Are there (not just among top-five) static load instructions that never read data written by other processors (100% of reads are new-data or own-data, 0% is get-data)? How does the number of reads that comes from these instructions change when the number of threads is increased (from 1 to 4 to 16)?
What do your results in B) and C) imply for parallel performance of this application?
Submit simulation report files in T-Square (renamed to sesc_lu.mipseb.Part4-p1, sesc_lu.mipseb.Part4-p4, and sesc_lu.mipseb.Part4-p16). Also submit in T-Square your lu.mipseb MIPS executable for Part 4 (the one created with -O1) and a sescchanges.patch file that should be created as follows:
Unpack the simulator (from /CS6290/sesc/tar/bz2) into another directory (e.g. ~/sim/sesc.old) and then get the differences between your modified source files and the old ones with:
diff -C 2 -r ~/sim/sesc/src/ ~/sim/sesc.old/src > sescchanges.patch
This creates a file that contains all the changes you made to the simulator’s source code, and allows us to re-create your changes by applying this patch to the original code of the simulator.
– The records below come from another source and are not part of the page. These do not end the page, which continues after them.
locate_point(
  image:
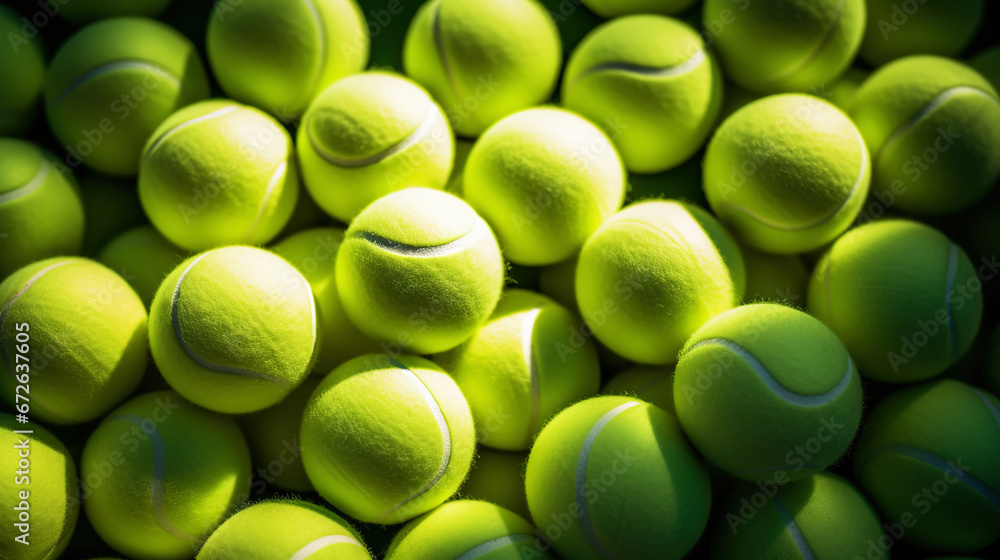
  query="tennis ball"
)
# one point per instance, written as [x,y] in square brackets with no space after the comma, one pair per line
[654,273]
[747,404]
[649,81]
[279,54]
[419,270]
[83,331]
[159,474]
[787,173]
[483,59]
[40,494]
[467,529]
[314,253]
[24,59]
[786,45]
[234,329]
[369,135]
[40,208]
[528,362]
[218,173]
[385,439]
[284,529]
[613,477]
[544,179]
[822,516]
[898,29]
[929,459]
[903,298]
[932,125]
[143,258]
[112,83]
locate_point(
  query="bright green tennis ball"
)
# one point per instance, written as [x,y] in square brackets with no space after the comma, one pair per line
[284,529]
[750,407]
[112,83]
[83,330]
[929,458]
[159,474]
[314,253]
[467,529]
[387,439]
[822,516]
[483,59]
[654,273]
[279,54]
[932,125]
[896,29]
[903,298]
[143,258]
[369,135]
[613,477]
[40,492]
[650,83]
[41,214]
[419,270]
[528,362]
[234,329]
[786,45]
[787,173]
[24,59]
[544,179]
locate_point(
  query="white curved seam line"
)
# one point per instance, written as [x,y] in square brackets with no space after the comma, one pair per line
[586,523]
[793,530]
[208,116]
[495,544]
[321,543]
[109,67]
[30,186]
[218,368]
[775,386]
[445,437]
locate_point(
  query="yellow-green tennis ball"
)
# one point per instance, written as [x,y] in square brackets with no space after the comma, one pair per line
[896,29]
[387,439]
[112,83]
[544,179]
[419,270]
[369,135]
[786,45]
[650,83]
[314,253]
[24,60]
[932,125]
[279,54]
[929,458]
[41,214]
[613,477]
[285,529]
[83,331]
[143,258]
[823,516]
[483,59]
[465,529]
[219,173]
[40,492]
[234,329]
[787,173]
[654,273]
[748,405]
[528,362]
[159,474]
[912,327]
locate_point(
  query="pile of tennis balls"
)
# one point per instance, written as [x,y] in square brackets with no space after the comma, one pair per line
[505,279]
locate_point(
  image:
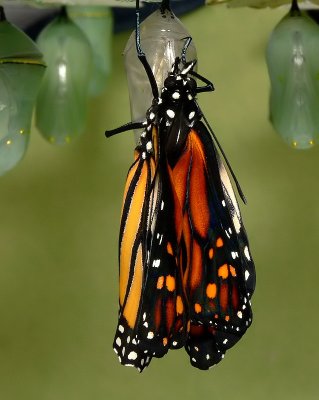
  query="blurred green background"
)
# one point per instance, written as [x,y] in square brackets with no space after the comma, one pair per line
[59,221]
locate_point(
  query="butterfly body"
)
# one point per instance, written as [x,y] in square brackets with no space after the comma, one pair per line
[186,275]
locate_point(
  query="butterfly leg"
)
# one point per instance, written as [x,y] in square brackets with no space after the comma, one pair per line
[124,128]
[209,87]
[188,40]
[165,6]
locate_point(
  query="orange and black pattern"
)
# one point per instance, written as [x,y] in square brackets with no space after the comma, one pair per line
[186,273]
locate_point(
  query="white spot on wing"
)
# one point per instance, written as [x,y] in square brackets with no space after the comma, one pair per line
[191,115]
[150,335]
[170,113]
[246,251]
[156,263]
[132,355]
Note: if you want to debug the simulator, you can uncomment the “DEBUG=1” option in the Make.defs file (in your runsim directory), do a “make clean”, and then “make” again. When you are done debugging, remember to re-make (“make clean” and then “make”) the simulator again (debug makes it much slower).
Note: You can modify the simulator to produce the breakdown needed for B) and then use the same data to answer A) - the total number of reads for each static instruction is equal to the sum of the three categories of reads for that instruction. However, it may be easier to first do A) and get your modified simulator code working before you make further code modifications that are needed for B). Hint: the simulator is a C++ application, and you can use the C++ standard template library to easily implement data structures (std::map and its cousins should be especially useful) that you will need to track the last writer of each block and to count different kinds of accesses for each static instruction. At the end of the simulation, you can either add your new data to the report file or simply print the data to the screen. Note that many different but correct implementations are possible – you can use any data structures and algorithms you want, but it is up to you to ensure that the results you obtain are correct.
Warning: Part 4 of this project will take much more time to do than entire Project 1. You should start early to avoid running out of time.